There's too many weed/neon/felt Sublime posters in this room and someone just put on a Hunter S. Thompson movie. Save me, now.
i cant finish this easy-mac because i need it for a chaser.
The only good thing about trampolines when you're fucked up is the gushing blood really cleans all the bad coke out of your nose.
FYI, when you wake up, please note that I puked in your shoes because I sstubbed my tooee, not becus I was drunk.
We have zombies coming, and all you can think about is cock.
Maybe I'll just get really drunk on valentines day and tell him I think his penis is small
by 11 am we'd already been drunk twice. how much lower can you go?

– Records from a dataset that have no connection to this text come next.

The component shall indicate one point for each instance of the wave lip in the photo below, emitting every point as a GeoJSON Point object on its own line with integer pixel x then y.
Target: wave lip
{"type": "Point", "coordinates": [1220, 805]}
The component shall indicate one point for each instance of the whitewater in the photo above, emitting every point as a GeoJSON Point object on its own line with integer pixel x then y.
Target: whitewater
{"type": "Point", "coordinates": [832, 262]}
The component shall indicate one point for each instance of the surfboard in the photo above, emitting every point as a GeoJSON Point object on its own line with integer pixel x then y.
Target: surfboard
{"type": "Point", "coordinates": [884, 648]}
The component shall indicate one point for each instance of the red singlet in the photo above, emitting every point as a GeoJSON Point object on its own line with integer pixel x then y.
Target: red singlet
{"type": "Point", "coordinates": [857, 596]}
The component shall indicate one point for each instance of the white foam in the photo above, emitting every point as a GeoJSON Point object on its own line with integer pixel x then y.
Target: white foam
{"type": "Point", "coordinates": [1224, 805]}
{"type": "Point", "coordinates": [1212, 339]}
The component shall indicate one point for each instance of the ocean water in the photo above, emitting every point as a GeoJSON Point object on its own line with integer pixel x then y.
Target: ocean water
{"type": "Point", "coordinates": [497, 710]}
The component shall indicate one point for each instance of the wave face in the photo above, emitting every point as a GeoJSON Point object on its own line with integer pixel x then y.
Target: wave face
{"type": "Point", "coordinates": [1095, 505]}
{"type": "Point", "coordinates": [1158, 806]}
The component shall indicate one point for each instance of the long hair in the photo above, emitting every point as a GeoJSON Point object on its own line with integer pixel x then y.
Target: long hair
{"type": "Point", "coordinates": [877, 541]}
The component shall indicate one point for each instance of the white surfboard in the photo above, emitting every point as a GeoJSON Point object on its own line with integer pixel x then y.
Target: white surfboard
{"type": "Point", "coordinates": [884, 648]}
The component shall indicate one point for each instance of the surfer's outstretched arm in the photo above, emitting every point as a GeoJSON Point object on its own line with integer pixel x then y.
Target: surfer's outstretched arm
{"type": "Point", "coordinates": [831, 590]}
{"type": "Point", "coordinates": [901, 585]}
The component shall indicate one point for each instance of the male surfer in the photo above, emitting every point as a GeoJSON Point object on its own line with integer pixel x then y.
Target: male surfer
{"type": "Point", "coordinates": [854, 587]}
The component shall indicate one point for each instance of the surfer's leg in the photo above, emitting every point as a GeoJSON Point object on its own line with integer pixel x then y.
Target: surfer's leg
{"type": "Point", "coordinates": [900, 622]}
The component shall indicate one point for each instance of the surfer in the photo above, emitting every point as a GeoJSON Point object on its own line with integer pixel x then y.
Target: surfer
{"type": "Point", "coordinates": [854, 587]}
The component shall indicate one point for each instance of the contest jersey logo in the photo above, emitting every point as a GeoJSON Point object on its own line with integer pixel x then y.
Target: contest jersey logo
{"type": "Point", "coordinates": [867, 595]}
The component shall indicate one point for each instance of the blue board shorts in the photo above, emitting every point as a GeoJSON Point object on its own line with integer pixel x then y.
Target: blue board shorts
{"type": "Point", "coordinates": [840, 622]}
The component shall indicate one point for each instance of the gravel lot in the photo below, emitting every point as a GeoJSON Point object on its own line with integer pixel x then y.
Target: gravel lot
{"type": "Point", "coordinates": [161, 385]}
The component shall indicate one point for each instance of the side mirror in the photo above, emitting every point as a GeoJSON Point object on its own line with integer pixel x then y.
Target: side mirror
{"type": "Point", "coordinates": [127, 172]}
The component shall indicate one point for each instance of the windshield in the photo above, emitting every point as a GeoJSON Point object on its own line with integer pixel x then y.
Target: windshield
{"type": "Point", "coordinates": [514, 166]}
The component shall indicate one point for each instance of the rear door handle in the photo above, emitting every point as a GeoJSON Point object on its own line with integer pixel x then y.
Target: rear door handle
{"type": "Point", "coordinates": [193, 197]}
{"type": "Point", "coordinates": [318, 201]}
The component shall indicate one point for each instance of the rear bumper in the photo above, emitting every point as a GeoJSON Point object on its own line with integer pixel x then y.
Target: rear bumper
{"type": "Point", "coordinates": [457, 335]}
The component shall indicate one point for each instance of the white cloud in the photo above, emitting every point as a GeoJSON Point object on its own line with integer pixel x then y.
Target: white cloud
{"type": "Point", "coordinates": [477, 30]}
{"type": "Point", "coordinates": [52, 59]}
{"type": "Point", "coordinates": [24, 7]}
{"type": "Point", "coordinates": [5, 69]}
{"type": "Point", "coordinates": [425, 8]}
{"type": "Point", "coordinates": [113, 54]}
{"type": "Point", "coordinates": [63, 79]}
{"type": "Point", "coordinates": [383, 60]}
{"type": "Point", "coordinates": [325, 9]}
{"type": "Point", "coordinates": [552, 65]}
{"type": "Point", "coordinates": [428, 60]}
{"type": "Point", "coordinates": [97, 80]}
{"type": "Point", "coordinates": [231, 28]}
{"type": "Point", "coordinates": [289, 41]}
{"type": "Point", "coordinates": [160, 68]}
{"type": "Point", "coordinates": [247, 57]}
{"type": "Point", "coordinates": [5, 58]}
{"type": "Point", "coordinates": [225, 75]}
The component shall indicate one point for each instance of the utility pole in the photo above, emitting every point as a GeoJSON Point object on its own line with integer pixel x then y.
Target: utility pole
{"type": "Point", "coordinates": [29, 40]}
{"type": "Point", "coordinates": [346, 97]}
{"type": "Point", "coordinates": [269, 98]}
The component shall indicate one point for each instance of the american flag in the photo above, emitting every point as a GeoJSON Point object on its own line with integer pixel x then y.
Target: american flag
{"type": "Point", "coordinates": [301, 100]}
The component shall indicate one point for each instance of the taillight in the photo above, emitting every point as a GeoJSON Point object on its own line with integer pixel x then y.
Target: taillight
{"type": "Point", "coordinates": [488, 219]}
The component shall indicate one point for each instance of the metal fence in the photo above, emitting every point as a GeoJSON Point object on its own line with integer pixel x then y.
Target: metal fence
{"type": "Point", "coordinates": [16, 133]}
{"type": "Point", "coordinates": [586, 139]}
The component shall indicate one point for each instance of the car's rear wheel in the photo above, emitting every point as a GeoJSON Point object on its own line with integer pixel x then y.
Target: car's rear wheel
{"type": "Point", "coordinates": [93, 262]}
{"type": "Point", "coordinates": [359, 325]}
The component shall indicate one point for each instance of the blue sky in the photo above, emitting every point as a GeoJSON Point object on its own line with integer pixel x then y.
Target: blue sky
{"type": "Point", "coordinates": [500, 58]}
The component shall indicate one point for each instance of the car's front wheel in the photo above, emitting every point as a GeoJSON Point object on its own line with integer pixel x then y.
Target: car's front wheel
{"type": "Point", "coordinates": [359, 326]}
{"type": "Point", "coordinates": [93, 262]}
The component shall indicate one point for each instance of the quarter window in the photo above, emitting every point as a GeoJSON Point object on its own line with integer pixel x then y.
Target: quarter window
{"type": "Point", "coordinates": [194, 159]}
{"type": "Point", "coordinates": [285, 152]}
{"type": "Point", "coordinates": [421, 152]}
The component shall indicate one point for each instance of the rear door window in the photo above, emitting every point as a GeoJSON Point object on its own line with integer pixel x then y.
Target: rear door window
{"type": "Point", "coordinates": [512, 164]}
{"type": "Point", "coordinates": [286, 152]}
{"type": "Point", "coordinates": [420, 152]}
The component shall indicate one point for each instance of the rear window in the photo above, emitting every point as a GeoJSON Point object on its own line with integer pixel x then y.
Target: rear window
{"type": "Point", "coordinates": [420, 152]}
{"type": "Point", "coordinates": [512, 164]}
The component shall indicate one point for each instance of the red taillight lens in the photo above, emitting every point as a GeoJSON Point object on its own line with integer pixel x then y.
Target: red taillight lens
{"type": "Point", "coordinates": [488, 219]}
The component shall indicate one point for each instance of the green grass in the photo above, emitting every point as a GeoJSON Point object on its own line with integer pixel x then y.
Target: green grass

That girl is nothing but trouble. She's 40% red hair and 60% daddy issues.
i cant believe we used adam and eve as a sexting theme last night
Agreed then we'll really be on our A game tomorrow. And by A I mean alcohol.
Gave up on finding an ashtray.... just started flicking it in my purse.
You asked for his ID and then said "I am like a bouncer but for my vagina."
ELLEHCIM
NYRMAK
DRAHCIR
WHAT??
my extended weekend of being as irresponsible as possible started with blowing the bartender in the bar bathroom. off to a good start.
he bought me ice cream then took me home and fucked the shit outta me. you can't write this kinda romance.